OptContext --> CountTokens[Count Context Tokens]
CountTokens --> CountMethod{Counting Method}
CountMethod -- LLM Client --> AccurateCount[Native API Count]
CountMethod -- tiktoken --> TiktokenCount[tiktoken Count]
AccurateCount --> Validate[Validate Against Limit]
TiktokenCount --> Validate
Validate --> WithinLimit{Within Limit?}
WithinLimit -- Yes --> SendToLLM[Send to LLM]
WithinLimit -- No --> Compress[Further Compression]
Compress --> OptContext
end
Key Architectural Benefits
This architecture was designed to provide tangible benefits for both developers and platform engineers.
Performance and Efficiency
- Token Utilization: A 244x improvement in token utilization was achieved through smart context management, ensuring that the most relevant information is sent to the LLM in the most compact format.

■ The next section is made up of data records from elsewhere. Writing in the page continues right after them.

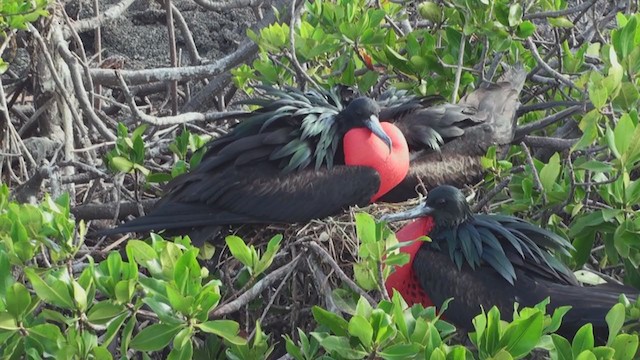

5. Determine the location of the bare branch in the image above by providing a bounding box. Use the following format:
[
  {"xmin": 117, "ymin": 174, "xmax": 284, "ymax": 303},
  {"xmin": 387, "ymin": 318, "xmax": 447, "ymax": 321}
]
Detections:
[{"xmin": 209, "ymin": 254, "xmax": 302, "ymax": 319}]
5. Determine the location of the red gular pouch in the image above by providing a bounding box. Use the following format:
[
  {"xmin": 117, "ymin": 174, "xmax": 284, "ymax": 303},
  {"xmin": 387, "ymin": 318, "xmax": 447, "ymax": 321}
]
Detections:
[
  {"xmin": 385, "ymin": 216, "xmax": 435, "ymax": 307},
  {"xmin": 343, "ymin": 122, "xmax": 409, "ymax": 202}
]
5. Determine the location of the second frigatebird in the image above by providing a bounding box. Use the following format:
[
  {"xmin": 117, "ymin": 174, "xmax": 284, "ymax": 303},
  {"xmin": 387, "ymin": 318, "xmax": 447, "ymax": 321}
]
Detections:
[
  {"xmin": 379, "ymin": 64, "xmax": 527, "ymax": 202},
  {"xmin": 102, "ymin": 88, "xmax": 409, "ymax": 245},
  {"xmin": 383, "ymin": 185, "xmax": 638, "ymax": 341}
]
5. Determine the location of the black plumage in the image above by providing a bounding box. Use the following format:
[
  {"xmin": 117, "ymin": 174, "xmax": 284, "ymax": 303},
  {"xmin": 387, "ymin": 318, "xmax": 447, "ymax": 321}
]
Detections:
[
  {"xmin": 386, "ymin": 186, "xmax": 638, "ymax": 340},
  {"xmin": 380, "ymin": 64, "xmax": 527, "ymax": 202},
  {"xmin": 102, "ymin": 88, "xmax": 392, "ymax": 245}
]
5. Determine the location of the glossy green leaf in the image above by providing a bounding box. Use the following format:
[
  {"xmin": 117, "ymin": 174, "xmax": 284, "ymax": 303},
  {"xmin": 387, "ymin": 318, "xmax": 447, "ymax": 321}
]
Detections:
[{"xmin": 130, "ymin": 324, "xmax": 182, "ymax": 351}]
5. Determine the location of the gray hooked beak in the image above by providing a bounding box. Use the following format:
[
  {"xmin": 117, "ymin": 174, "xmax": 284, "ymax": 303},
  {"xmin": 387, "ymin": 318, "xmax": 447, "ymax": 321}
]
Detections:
[
  {"xmin": 380, "ymin": 205, "xmax": 434, "ymax": 223},
  {"xmin": 364, "ymin": 115, "xmax": 392, "ymax": 153}
]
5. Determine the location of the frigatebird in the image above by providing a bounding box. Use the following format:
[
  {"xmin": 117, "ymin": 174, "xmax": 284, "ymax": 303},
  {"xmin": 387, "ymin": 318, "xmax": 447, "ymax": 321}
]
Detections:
[
  {"xmin": 101, "ymin": 88, "xmax": 409, "ymax": 245},
  {"xmin": 379, "ymin": 64, "xmax": 527, "ymax": 202},
  {"xmin": 383, "ymin": 185, "xmax": 638, "ymax": 341}
]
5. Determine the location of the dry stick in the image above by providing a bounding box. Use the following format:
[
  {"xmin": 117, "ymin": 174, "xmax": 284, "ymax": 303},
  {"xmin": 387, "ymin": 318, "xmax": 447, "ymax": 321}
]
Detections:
[
  {"xmin": 249, "ymin": 255, "xmax": 300, "ymax": 339},
  {"xmin": 27, "ymin": 24, "xmax": 81, "ymax": 143},
  {"xmin": 209, "ymin": 254, "xmax": 302, "ymax": 319},
  {"xmin": 520, "ymin": 142, "xmax": 547, "ymax": 205},
  {"xmin": 522, "ymin": 0, "xmax": 598, "ymax": 20},
  {"xmin": 64, "ymin": 0, "xmax": 135, "ymax": 38},
  {"xmin": 171, "ymin": 3, "xmax": 202, "ymax": 65},
  {"xmin": 58, "ymin": 46, "xmax": 116, "ymax": 141},
  {"xmin": 58, "ymin": 4, "xmax": 99, "ymax": 164},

- Dynamic Context: The agent dynamically discovers and expands context, proactively gathering information as needed without user intervention.
- Robust Execution: A multi-strategy parsing system for shell commands ensures high reliability and resilience.
Safety & Reliability
- Safety-First Design: Tool execution includes a safety check and requires user approval for a potentially sensitive operation.
- Advanced Error Handling: The system includes comprehensive error analysis and automatic retry capabilities for common issues.
Developer Experience
- Multiple Interfaces: Choose between a standard CLI, a powerful Textual TUI, a web interface, or a REST API.
-
Interactive Planning: For complex tasks, the agent generates a plan and waits for user approval, improving accuracy and collaboration. See the [[Usage Guide: Interactive Planning usage/interactive_planning]] for more details. - Rich Debugging: Structured logging, distributed tracing, and real-time performance monitoring are built-in.